Палыч состроил зверскую мину. Глаза полыхнули гневом. Большая ладонь сложилась в огромный кукиш:
— Во ей! Простил бы я ее! Да я б ей, шалаве, башку скрутил! Я на фронте колею, кровью умываюсь, а ей хочется… Немножко ей хочется! Я б ее…
Палыч не на шутку разошелся, свою невинную бабу искостерил в пух. Федор и Христофор давились от смеха.
— За Галей бы побежал. А бабе своей на чужого мужика поглядеть не моги? — смеясь, осуждал Федор.
— Притом заметь, голубчик, на такого орла, орденоносца! — подзуживал Христофор и, обтерев со щек умилительные слезы, сам пускался в историю: — Позвольте вам рассказать, голубчики мои, один случай, который ясно дает знать, как мужчины могут себялюбствовать и доводить до самодурствия ревнивые чувства. Окажись я как-то, в год перед войною, в командировке на строительстве моста, работая по снабженческой части в экспедиторах. На постой пришлось мне договориться с местным завскладом, мужиком уже в старых летах, с бородою, но имеющим молодую справную жену. Замечу попутно, голубчики мои, женщину весьма обаятельную и, я бы даже сказал, прелестную. Мне было постелено в комнате, а сами они почивали на веранде, ибо пора стояла летняя и значительно жаркая. Ночью разразился жуткий ливень с грозою, с молниями. Хозяин, ответственный материально за складские хозяйства, отправился проверить, все ли в такую ливневую ночь на складах в порядке, нет ли порчи материальным ценностям. Окно из комнаты, где я обитал, выходило на веранду, и я самолично слышал, как он предупредил жену, что явится утром, а я, стало быть, чувствую, что остаюсь один на один с его славной женушкой, и поверьте, голубчики мои, оченно разволновался, ибо сразу заимел на нее чувственные виды.

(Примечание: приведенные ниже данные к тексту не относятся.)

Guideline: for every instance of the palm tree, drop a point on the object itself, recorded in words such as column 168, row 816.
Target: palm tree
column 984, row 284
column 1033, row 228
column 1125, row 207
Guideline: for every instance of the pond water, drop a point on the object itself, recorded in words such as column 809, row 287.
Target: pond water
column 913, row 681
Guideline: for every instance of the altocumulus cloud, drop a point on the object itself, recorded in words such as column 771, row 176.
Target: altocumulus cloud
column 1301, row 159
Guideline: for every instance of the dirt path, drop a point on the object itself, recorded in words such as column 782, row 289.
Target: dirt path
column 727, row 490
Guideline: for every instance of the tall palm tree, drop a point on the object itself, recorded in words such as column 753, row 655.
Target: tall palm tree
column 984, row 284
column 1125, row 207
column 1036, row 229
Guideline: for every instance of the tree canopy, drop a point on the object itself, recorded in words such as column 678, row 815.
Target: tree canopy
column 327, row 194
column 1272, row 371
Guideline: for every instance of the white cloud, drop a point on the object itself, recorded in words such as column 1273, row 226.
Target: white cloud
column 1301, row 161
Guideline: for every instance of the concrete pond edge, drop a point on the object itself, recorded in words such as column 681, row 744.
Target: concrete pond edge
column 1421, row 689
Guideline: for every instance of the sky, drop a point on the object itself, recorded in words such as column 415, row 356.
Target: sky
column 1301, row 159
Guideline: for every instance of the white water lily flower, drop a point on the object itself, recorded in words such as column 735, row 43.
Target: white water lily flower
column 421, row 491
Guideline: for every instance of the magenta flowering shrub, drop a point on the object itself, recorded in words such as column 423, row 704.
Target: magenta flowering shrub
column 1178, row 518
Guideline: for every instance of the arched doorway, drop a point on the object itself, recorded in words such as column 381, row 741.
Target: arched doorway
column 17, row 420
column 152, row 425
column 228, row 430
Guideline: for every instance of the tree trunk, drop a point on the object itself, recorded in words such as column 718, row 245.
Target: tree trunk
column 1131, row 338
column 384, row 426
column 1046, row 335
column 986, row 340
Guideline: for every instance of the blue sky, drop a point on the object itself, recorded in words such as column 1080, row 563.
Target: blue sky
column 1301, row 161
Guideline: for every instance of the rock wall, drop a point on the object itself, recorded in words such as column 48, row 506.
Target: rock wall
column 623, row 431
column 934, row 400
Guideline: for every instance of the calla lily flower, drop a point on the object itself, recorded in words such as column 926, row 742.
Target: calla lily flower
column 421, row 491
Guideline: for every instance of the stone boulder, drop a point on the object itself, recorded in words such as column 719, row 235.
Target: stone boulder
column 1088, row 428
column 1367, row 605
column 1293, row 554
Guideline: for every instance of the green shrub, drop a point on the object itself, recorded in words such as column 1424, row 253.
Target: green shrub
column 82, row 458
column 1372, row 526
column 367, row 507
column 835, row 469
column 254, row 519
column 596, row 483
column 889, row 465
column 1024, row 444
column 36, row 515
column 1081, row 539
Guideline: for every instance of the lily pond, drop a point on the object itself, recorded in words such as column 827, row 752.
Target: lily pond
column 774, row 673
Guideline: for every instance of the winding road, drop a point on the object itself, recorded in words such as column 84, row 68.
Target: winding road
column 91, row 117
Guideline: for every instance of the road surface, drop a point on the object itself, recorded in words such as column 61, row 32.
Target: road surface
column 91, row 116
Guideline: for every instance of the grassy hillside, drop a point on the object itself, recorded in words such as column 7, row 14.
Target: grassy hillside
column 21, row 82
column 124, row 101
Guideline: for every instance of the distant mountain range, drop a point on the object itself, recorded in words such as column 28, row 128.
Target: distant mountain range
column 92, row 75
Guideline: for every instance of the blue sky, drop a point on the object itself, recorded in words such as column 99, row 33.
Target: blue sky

— Во сочиняет! — негромко вмешался Палыч, но увлеченный Христофор его недоверчивых реплик не воспринимал.
— Чего дальше-то было? — торопил развязку Федор.
— А то и было, голубчики мои, что решился я навестить ее на веранде, а поскольку гроза бушевала, прикинуться сперва к ней с вопросом: не страшно ли ей одною в такие яркие вспыхивания? Подошел я тихонечко к ее постели, чувствую: не спит, немного ворочается, пока в мою сторону еще глаз не обращает, но, замечаю, присутствие мое уже ею отмечено. Присаживаюсь этак на корточки—и вдруг вижу, голубчики мои, что на ногах у нее деревянные колодки, и вот на таком амбарном замке… Хозяин-то ревностью силен оказался и, как стало известно мне впоследствии, жене своей проходу не давал и устраивал ей всяческие истязания. Ночь остаточную я всю провел без сна, раздумывая, как наказать злодея, а жена его провела ночь в страданиях.
— Наказал? — нетерпеливо спросил Федор.
— А как же, голубчики мои, не наказать! — ликующе отвечал Христофор. — И замечу вам, что прелестная женщина эта полюбила меня безмерно и умудрялась сбегать от своего ревнивого мужа ко мне на свидания, которые, смею уверить, проходили у нас в весьма бурных чувствах. Ибо сколько ты женщину ни стереги, если она выбрала на ум себе другого, то никакие колодки и цепи не помогут.